Analyzing Impact of Mobile Game Launch for Platform

Context & Objectives

  • Kakao, the largest messenger & online services platform in Korea, launched its first gaming app “Anipang” in 2009.

    • To play, users will need to sign up for a KakaoTalk account, thereby granting them access to all other Kakao apps. Hence, a spillover effect was expected (and did occur) on the usage time of other Kakao apps.

  • In the present project, I built models to investigate:

    • Effect of Anipang adoption on KakaoStory usage time - is there a positive spillover effect?

    • Moderating effect of age in the above relationship

    Link to R script

About the Dataset

  • Individual-level weekly panel data of various mobile apps’ usage time, sample size = 849

  • 16 variables, including:

    • User ID

    • Time indicator (week before / week after Anipang launch)

    • Treatment indicator variables (adopted Anipang or not)

    • Demographics (age, income, education etc.)

    • Usage time for each of the app measured within the Kakao platform (Kakao Talk, Kakao Story, Kakao Game)

    • Usage time for external apps (other talk app, other story app, other game app)

What kind of biases may be involved in the analysis? What can be done to address them?

Selection bias

  • Users who adopt Anipang (and are therefore classified as the treatment group) may have underlying demographic or behavioral differences compared to those in the control group. These inherent differences could introduce bias in the analysis, as they may influence the outcomes independently of the treatment itself.

Solution: PSM + DID Models

  • To address this potential bias, we will first create Propensity Score Matched (PSM) samples using the dataset, ensuring that the treatment and control groups are comparable based on observed characteristics. Once the matched samples are established, we will apply Difference-in-Difference (DID) models to account for systematic differences between the two groups, helping isolate true effect of Anipang adoption.

Omitted Variable Bias

  • There are certain attributes - which potentially affected users’ adoption of Anipang or app usage behavior - that were not captured by a dataset (which is always limited in terms of the number of attributes it can include), such as: other marketing campaigns, personality traits, user lifestyles etc.

Solution: Panel Data Models

  • To address this, we will use Fixed Effects Estimation (FEE) and Dummy Variable Regression (DVR). These models account for unobserved, time-invariant variables by controlling for individual-specific characteristics that might have otherwise introduced bias. By using these techniques, we can better isolate the impact of Anipang adoption from other influencing factors that were not accounted for by the dataset.

Workflow: Pre-Modeling

A. Load libraries & read in the dataset

B. Exploratory Data Analysis

  • Investigate the demographic makeup of the sample

  • Split dataset into pre-Anipang adoption and post-Anipang adoption

  • For each of the mobile apps provided by the dataset, compare its usage time before & after Anipang adoption by the sampled users.

Findings

  • As shown in the charts below, KakaoStory usage saw the greatest percentage change after Anipang adoption compared with other apps, so already we are seeing some model-free evidence supporting our initial hypothesis.

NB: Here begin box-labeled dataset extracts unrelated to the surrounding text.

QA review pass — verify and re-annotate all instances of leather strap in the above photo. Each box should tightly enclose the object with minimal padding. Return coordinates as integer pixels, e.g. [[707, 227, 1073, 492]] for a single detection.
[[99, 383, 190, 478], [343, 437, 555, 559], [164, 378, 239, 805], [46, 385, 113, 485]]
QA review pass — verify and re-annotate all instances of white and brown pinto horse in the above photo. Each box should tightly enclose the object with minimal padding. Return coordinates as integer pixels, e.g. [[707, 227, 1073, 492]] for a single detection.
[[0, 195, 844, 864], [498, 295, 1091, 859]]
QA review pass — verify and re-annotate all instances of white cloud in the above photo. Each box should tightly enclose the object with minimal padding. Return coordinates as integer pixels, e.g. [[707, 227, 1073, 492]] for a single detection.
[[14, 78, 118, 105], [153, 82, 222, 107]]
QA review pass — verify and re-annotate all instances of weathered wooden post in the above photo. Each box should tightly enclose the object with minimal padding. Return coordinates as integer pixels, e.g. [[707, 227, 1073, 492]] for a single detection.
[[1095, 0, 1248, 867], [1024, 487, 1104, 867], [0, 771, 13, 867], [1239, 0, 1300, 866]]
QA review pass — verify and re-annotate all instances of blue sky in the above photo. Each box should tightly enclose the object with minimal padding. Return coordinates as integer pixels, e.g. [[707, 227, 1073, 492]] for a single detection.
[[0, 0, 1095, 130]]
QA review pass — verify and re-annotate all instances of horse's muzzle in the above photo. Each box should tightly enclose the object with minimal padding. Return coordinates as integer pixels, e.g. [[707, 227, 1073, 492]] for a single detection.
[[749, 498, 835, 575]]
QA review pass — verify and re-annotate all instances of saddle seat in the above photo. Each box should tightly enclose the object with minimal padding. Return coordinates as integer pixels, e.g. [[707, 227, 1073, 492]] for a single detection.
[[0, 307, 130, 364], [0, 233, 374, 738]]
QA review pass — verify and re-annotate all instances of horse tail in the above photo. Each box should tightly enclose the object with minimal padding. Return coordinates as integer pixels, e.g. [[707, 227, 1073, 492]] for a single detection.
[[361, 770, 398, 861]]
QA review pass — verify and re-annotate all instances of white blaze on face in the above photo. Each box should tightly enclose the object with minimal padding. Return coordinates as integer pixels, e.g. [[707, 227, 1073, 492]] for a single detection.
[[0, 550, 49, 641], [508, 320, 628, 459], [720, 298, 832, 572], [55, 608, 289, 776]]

  • Slicing the sample by age, it was observed that the spillover effect varies by age level. Older age groups tend to see a much greater increase in Kakao Story usage than younger counterparts after they adopt Anipang.

Percentage Change in App Usage Time Pre & Post Anipang Adoption

Kakao Story Usage Time Pre & Post Anipang Adoption, By Age Group

Workflow: Propensity Score Matching & Modeling

C. Calling matchit() and get_matches() to create PSM samples

  • Repeat 10 times with different combinations of hyperparameters (ratio and caliper) to create 10 different matched samples - the goal is to increase robustness of the modeling result

  • Example PSM result as shown in the table. Absolute values of SMD and eCDF Max were significantly reduced, indicating successful balancing of the covariates.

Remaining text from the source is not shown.